The artists who followed them understood and appreciated these giants, but they wanted to create their own aesthetics. In doing so, they helped redefine what photography could be.

"Transgressions and Amplifications: Mixed-Media Photography of the 1960s and 1970s" showcases the work of these inventive pioneers who expanded the definition of photography at Santa Fe's New Mexico Museum of Art.

The exhibit features more than 100 photographs, many from the museum's collection, with others borrowed from the University of New Mexico Art Museum, the Center for Creative Photography, the George Eastman Museum and others.

At the time, darkroom black and white photography dominated. This small cadre of American artists began developing new approaches to the field, bringing photography into conversation with other art forms. They were daredevils in the darkroom.

Some of these innovators gravitated to New Mexico.

Working within the turmoil of the Vietnam War and the Civil Rights Movement, these artists were as innovative as they were rebellious.

"They came into it with an interest in what photography could be," said Kate Ware, the museum's curator of photography. "They were challenging this."

Some of them revived old recipes for cyanotype or gum printing. Cyanotype is a 180-year-old photographic printing process that produces a distinctive dark greenish-blue. Others dared to pierce pristine photographs with needle and thread; a few created three-dimensional prints or books. Another contingent brought commercial materials and emerging imaging techniques such as photocopying into fine art.

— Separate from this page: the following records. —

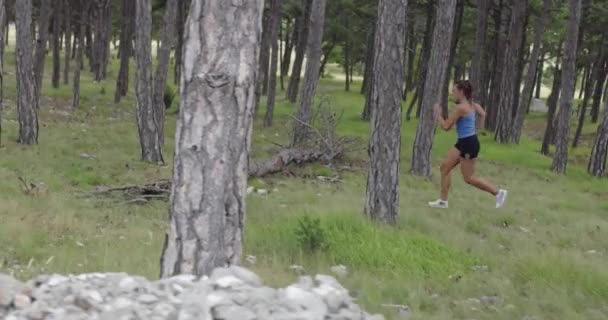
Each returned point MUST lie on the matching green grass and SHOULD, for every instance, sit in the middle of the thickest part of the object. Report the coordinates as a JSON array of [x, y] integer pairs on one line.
[[538, 250]]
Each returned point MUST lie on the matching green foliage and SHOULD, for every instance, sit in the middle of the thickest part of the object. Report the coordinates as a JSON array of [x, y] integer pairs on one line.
[[310, 234]]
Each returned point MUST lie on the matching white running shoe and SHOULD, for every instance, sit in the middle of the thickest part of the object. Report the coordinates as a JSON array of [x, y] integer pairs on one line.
[[501, 197], [439, 204]]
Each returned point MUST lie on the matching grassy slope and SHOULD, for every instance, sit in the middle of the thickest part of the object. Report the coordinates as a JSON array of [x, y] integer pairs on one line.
[[537, 248]]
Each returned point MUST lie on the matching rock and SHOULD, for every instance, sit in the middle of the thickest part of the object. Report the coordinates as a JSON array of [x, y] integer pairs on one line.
[[339, 271]]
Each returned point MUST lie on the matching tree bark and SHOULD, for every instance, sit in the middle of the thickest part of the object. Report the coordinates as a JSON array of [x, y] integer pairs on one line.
[[26, 99], [126, 35], [275, 12], [43, 29], [147, 118], [382, 196], [57, 19], [80, 51], [508, 84], [438, 60], [207, 209], [67, 34], [311, 74], [526, 96], [599, 153], [560, 159], [303, 31], [549, 136], [539, 76], [162, 67]]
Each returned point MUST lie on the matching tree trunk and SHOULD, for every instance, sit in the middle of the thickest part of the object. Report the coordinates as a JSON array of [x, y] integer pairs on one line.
[[549, 136], [67, 26], [162, 67], [560, 159], [82, 24], [207, 208], [126, 34], [303, 31], [539, 76], [275, 12], [599, 153], [26, 99], [438, 60], [453, 47], [182, 14], [526, 96], [148, 128], [382, 201], [288, 50], [423, 63], [508, 83], [2, 45], [43, 29], [501, 19], [597, 69], [57, 19], [311, 74]]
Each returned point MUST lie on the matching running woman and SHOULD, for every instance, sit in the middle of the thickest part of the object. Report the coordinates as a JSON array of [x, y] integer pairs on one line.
[[467, 148]]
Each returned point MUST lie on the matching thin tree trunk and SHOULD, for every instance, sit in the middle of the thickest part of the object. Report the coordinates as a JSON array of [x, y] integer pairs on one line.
[[438, 60], [67, 26], [382, 201], [453, 47], [303, 31], [526, 96], [148, 127], [560, 159], [43, 28], [162, 67], [549, 136], [57, 19], [82, 23], [207, 208], [275, 12], [126, 34], [539, 76], [599, 152], [26, 99], [509, 85], [311, 74]]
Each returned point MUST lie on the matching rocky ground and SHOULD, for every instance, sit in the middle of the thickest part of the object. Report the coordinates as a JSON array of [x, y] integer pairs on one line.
[[229, 294]]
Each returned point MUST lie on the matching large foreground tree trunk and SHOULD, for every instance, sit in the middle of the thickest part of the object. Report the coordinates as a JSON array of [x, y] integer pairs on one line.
[[303, 26], [126, 48], [148, 127], [26, 99], [275, 18], [526, 96], [479, 64], [311, 75], [509, 86], [560, 159], [438, 60], [213, 137], [599, 153], [382, 201], [43, 30], [162, 67]]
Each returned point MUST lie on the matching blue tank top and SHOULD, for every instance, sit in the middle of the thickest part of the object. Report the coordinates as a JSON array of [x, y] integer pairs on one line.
[[466, 125]]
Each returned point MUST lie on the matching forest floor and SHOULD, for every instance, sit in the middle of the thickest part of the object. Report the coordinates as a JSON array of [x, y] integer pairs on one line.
[[541, 257]]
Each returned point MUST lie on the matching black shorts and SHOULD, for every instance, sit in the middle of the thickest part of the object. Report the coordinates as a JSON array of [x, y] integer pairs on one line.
[[469, 147]]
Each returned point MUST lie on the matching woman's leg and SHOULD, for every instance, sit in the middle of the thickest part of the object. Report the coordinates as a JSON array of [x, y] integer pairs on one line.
[[447, 165], [467, 166]]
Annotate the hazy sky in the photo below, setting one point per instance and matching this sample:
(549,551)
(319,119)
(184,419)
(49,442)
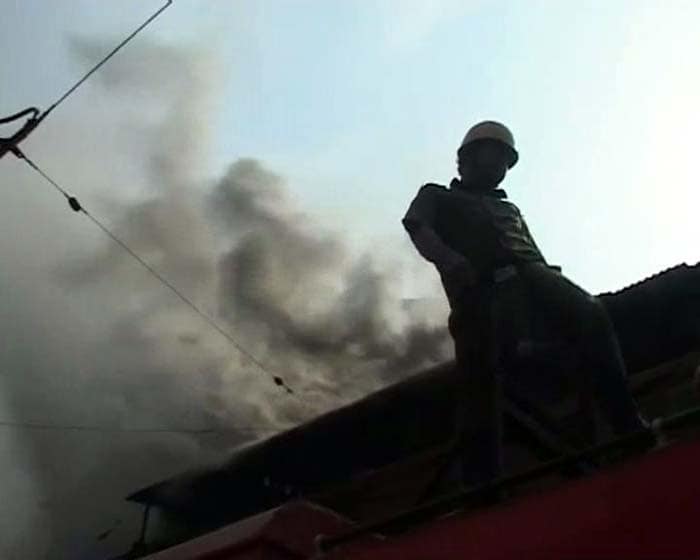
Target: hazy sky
(358,103)
(355,104)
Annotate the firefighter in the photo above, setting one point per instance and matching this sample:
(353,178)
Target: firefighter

Still others incorporated pop culture references and craft traditions.

Known for working in alternative and early photographic processes, New Mexico's Betty Hahn studied photography at Indiana University and later taught at the University of New Mexico.

"She had a teacher who came out of the Bauhaus tradition," Ware said. "But other teachers didn't want to pass her."

Hahn studied under one of the most well-known photography teachers of the time, Henry Holmes Smith, who encouraged Hahn's work in alternative processes.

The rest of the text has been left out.